The app is organised into discrete layers that can be used and tested independently:

  • api/NVDClient (rate-limited, paginated) and EPSSClient (batch fetch, 100 IDs per request), with a session-state cache so weight changes don’t trigger re-fetches
  • core/ — scoring engine (scorer.py), per-factor normalizers (normalizer.py), and age decay logic (age_decay.py)
  • ui/ — CSV uploader/validator, sidebar weight sliders, and results table with tabs
  • export/ — CSV exporter and Jinja2-templated self-contained HTML report with embedded Plotly chart

Scoring Formula

composite_score = w_cvss * N_cvss + w_epss * N_epss + w_exposure * N_exposure + w_age * N_age
FactorDefault WeightNormalization
CVSS v30.35cvss / 10.0
EPSS0.30sqrt(epss_probability) — square-root stretch
Exposure tier0.20Ordinal map (internet-facing=1.0, critical-infra=0.9, unknown=0.6, internal=0.5)
Age decay0.15log1p(age_days) / log1p(365*3), capped at 1.0

All weights are auto-normalized to sum to 1.0 as sliders are adjusted. Results are banded into Critical (≥ 0.75), High (≥ 0.55), Medium (≥ 0.35), and Low (< 0.35).

Why square-root EPSS?

EPSS scores are heavily right-skewed — most CVEs cluster near zero with a long tail of high-probability entries. A linear mapping compresses that tail and makes top-of-list differentiation disappear.

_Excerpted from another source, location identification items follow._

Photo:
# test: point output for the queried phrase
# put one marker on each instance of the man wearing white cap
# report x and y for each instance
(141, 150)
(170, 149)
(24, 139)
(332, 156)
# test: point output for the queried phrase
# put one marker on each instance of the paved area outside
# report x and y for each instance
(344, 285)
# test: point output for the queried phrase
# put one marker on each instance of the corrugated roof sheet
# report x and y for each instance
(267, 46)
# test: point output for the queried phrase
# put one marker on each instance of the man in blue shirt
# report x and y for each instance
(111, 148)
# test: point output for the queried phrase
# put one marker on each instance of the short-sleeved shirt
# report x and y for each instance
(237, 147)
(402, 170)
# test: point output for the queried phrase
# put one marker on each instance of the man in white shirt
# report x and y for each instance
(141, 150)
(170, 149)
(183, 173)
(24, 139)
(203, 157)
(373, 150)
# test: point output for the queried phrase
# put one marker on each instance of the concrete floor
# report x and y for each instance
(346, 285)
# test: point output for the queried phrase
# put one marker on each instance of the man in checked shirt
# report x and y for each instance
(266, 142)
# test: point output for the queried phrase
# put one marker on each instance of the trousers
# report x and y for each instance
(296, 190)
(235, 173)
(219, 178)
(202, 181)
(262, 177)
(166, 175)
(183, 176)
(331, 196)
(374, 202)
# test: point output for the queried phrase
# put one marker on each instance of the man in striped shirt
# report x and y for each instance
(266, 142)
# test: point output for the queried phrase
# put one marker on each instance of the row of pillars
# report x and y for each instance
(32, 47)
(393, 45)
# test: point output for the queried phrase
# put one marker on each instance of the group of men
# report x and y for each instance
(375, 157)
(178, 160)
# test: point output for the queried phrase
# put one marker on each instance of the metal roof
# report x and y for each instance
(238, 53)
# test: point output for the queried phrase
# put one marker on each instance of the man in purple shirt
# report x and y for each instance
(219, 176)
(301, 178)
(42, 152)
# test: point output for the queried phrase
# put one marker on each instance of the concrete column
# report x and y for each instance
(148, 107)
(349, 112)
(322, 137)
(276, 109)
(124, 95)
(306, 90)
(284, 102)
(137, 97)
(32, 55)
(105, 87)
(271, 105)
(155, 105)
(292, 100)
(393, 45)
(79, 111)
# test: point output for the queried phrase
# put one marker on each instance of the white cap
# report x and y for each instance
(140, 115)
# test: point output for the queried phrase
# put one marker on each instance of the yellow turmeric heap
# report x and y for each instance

Square-root stretches low scores upward and keeps the formula sensitive to the difference between 1% and 60% exploit probability.

Why log age decay?

Vulnerability age matters as a proxy for patch availability and attacker awareness, but the marginal urgency of a 3-year-old CVE vs a 4-year-old one is negligible. Log scaling captures the meaningful early decay (new vs 6-months-old) while preventing ancient CVEs from dominating the score.

API Integration

  • NVD API v2 — fetches CVSS v3 base score and publication date per CVE ID. Without an API key, NVD enforces 5 requests per 30 seconds; with a free key (sidebar input or .env), the limit rises to 50/30s. The client handles rate limiting and 404s (CVE not found) gracefully.
  • FIRST EPSS API — CVE IDs are chunked into batches of 100 and sent as comma-separated query parameters, reducing round trips from N to N/100. Missing CVEs default to EPSS=0.

Tech Stack

LayerTechnology
UI / app serverStreamlit
Data processingPython, Pandas
VisualisationPlotly
HTML exportJinja2
CVE dataNVD API v2 (NIST)
Exploit predictionEPSS API (FIRST.org)
CacheStreamlit st.session_state
Testingpytest
DeploymentStreamlit Community Cloud

Testing

Unit tests cover the scoring engine, priority band assignment, age decay normalization, and NVDClient with mocked HTTP responses. Tests are structured to run without live API access.

pytest tests/ -v

Open Source

Public repository — built as a portfolio project demonstrating applied vulnerability management domain knowledge, multi-source API integration, and a composable Python architecture with a Streamlit frontend.